Overcoming Locking in Poroelasticity

- 발표자 : 이선영 교수 (University of Texas at El Paso) - 초록 : The Biot’s consolidation model describes the interaction between the fluid flow and deformation in an elastic porous material. There is an extensive body of literature on finite element methods for the Biot model. It has been well known, however, that standard Galerkin finite element methods produce unstable and oscillatory behavior of the fluid pressure for a certain range of material parameters and the stabilization of pressure oscillations has been a subject of extensive research in recent years.In this talk, we discuss two modes of locking in poroelaticity: pressure oscillations and Poisson (volume) locking.
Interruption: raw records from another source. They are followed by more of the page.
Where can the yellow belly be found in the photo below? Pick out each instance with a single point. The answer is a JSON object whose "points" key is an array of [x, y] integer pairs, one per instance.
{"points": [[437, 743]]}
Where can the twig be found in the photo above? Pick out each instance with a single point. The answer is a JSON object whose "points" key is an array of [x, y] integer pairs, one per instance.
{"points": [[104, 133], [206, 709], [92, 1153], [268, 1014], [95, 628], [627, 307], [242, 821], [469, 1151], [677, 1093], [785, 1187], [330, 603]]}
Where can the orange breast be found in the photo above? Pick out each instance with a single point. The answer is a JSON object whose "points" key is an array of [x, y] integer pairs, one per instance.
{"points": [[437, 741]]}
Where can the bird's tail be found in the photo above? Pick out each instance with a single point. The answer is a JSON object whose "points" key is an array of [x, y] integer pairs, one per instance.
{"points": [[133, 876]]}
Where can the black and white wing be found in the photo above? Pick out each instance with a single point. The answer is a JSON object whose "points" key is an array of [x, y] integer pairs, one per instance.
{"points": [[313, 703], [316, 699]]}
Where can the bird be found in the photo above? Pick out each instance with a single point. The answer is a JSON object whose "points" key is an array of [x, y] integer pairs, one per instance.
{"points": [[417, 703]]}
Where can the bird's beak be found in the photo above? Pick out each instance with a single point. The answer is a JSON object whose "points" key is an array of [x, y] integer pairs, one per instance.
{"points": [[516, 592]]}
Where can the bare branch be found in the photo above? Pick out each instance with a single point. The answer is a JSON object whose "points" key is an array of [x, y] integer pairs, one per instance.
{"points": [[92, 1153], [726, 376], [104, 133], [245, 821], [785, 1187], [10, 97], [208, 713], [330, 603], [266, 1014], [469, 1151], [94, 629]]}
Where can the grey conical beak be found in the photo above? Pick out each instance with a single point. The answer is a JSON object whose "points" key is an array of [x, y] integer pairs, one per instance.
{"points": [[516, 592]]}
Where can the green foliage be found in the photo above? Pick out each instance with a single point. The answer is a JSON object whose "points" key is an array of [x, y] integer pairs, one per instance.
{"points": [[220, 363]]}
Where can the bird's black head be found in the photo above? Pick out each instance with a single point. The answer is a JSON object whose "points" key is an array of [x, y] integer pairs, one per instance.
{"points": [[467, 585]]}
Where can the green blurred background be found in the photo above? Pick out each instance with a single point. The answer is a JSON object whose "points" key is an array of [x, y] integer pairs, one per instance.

First, we re-examine the cause of pressure oscillations in the three-field mixed finite element method from an algebraic point of view. We then investigate a possible Poisson locking in poroelasticity when a Lame constant λ approaches ∞ by studying the regularity of the solution of the Biot model. Based on this study, we propose new finite element methods that are free of locking. We discuss the existence and uniqueness theory and prove a-priori error estimates for the approximate solutions. Some numerical results are presented to confirm our theoretical results.

A Four-Field Mixed Finite Element Method for the Biot Model and its Solution Algorithms

- 발표자 : 이선영 교수 (University of Texas at El Paso) - 초록 : In this talk, we propose a four-field mixed finite element method for the 2D Biot’s consolidation model of poroelasticity. The method is based on coupling two mixed finite element methods for each subproblem: the standard mixed finite element method for the flow subproblem and the Hellinger-Reissner formulation for the mechanical subproblem. Optimal a-priori error estimates are proved for both semi-discrete and fully discrete problems. In solving the coupled system, the two subproblems can be solved either simultaneously in a fully coupled scheme or sequentially in a loosely coupled scheme. We formulate four iteratively coupled methods, known as drained, undrained, fixed-strain, and fixed-stress splits, in which the diffusion operator is separated from the elasticity operator and the two subproblems are solved in a staggered way while ensuring convergence of the solution. We prove a-priori convergence results for each iterative coupling scheme. We also explore an efficient preconditioning method for the saddle point system resulting from the fully coupled method. The proposed preconditoner is a block diagonal preconditioner based on the Schur complement. Some numerical results are provided to show the efficiency of the preconditioner when applied to a poroelasticty problem in a layered medium.

Auxiliary Space Preconditioner for the Linear Elasticity Equation with Weakly Imposed Symmetry Problems

- 발표자 : 이영주 교수 (Texas State University-San Marcos) - 초록 : In this talk, we develop a fictitious space preconditioner for the linear system of equations arising from the mixed finite element discretization of the linear elasticity equations with weakly imposed symmetry. The preconditioner consists of a fast Poisson solver, and d copies of (vector) H(div) solvers (such as HX-precoditioner) where d is the space dimension. We show that the preconditioner is uniform with respect to the mesh size and parameters in the equation. This preconditioner also gives an efficient solver for the pseudo-stress formulation of the Stokes equation.